SCM: In your opinion, are the issues you lay out about the Supreme Court reaching a crescendo?

Sloss: First, I would refer back to a different period in constitutional history—the Lochner era, from the 1890s until the middle of the 1930s. That period had a very conservative Supreme Court which was handing down constitutional rulings that thwarted the will of democratically elected legislatures. When Franklin Roosevelt was elected in 1932, he and a Democratic majority in Congress started passing progressive laws to get us out of the Great Depression. Meanwhile, the Supreme Court was repeatedly striking down laws that were central to Roosevelt’s New Deal program. So, Roosevelt threatened to pack the Court. He came up with a legislative proposal to expand the number of justices from nine to 15, so that he could get a Democratic majority on the court who would uphold his legislation. That led to a major confrontation between the Supreme Court and the president. In the end, the Court  backed down and, over the course of a couple of terms, the justices began to approve some of Roosevelt’s major legislation. By 1941, the composition of the Court had changed dramatically and it was  on board with the New Deal program.

I think the Supreme Court is probably more powerful today than it has ever been in the history of this country. But I still could see something like that happening again. I think what it would take is a Democratic president, backed up by Democratic majorities in both houses of Congress, and the ability of the Democratic Party to maintain that majority through more than one electoral cycle. That probably seems outlandish right now but it could happen. I think the next Democratic president we get, there is going to be a confrontation between the Court and the president. And how that plays out, I don’t know.

SCM: You contend the Supreme Court could be part of the solution but putting the people back at the center of the constitutional universe would require significant change.

Sloss: To be part of the solution, we need new justices. There have been different proposals floating around for a while on how to change the way we appoint Supreme Court justices. In the final chapter of my book, I lay out a plan. Basically, each president in a four-year term gets to appoint two new justices. Without getting into too much detail, essentially, this statutory design would be such that the most contentious cases would be heard by the nine most recently appointed justices. More senior justices would not be forced to retire because justices get life tenure under the Constitution. Instead, justices would get senior status so they could still participate in some cases. In my opinion, this would start moving the Court away from being such a partisan institution and toward a more neutral institution.

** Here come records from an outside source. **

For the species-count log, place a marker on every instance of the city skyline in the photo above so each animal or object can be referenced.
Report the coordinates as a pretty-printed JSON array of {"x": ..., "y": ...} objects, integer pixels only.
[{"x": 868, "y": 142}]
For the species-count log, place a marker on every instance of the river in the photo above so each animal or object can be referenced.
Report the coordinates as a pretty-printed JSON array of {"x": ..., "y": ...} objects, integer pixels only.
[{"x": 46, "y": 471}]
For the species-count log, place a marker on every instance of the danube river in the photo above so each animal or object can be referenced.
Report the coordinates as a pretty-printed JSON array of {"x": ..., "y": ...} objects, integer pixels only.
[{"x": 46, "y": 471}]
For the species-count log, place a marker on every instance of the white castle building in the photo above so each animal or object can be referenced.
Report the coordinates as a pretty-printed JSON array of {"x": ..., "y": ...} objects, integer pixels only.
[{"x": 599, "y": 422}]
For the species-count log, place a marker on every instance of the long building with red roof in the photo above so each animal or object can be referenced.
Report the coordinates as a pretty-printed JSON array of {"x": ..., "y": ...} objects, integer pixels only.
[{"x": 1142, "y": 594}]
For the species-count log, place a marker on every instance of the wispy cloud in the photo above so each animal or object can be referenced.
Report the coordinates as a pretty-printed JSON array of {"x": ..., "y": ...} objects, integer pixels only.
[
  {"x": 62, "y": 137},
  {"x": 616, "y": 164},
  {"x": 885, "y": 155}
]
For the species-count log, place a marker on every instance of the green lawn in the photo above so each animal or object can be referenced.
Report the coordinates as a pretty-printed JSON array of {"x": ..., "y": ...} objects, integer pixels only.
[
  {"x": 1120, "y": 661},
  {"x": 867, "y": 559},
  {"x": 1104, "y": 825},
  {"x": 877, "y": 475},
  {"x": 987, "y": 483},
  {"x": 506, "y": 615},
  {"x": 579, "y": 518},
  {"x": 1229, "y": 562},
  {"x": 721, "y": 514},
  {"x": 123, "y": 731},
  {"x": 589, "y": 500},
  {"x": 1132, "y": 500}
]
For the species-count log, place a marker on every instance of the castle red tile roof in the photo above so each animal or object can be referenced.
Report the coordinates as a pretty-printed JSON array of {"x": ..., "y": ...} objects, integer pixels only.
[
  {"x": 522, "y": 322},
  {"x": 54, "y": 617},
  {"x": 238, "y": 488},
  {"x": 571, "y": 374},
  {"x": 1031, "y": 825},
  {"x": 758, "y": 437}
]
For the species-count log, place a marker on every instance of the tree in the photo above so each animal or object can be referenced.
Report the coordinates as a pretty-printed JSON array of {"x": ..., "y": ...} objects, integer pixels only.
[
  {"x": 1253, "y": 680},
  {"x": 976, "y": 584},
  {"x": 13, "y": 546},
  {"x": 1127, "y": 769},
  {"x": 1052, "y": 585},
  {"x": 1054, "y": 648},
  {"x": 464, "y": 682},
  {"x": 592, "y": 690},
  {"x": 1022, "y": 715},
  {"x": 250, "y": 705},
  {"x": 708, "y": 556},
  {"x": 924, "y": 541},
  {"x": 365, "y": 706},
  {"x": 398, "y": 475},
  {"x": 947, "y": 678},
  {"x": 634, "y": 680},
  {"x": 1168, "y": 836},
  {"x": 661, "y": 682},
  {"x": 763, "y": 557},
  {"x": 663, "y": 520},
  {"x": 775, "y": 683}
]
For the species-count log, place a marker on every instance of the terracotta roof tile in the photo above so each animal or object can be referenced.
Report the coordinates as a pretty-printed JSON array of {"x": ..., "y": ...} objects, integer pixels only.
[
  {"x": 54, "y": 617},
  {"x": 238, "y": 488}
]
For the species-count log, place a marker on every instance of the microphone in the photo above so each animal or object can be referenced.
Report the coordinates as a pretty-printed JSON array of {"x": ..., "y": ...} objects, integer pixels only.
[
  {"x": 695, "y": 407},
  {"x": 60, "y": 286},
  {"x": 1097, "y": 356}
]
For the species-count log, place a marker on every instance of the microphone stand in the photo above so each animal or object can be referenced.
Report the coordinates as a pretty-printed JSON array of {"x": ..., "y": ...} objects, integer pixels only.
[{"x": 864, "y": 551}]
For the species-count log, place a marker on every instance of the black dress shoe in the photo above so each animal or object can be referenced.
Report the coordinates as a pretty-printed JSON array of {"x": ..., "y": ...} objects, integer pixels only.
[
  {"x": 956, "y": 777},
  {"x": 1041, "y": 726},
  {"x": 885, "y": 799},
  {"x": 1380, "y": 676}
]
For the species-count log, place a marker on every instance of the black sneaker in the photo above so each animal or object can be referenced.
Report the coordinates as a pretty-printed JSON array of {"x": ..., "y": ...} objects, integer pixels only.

SCM: You write that despite the continued crumbling of democratic self-governance, you believe the U.S. still has the capacity to spread freedom, democracy, and human rights globally. What keeps you hopeful?

Sloss: Things look pretty bad right now, and I think there’s a serious risk that we’re looking at the end of liberal democracy in the United States. However, I also believe that liberal democracy is deeply rooted in American political culture. And there is not anywhere close to majority support in this country for transforming our democratic republic into a dictatorship.

There’s a quote attributed to Winston Churchill—“I’m an optimist because I have to be.” I think the idea there is, I have a choice between hope and despair. And it’s certainly a lot better for me to choose hope than despair. So I’m going to stick with hope.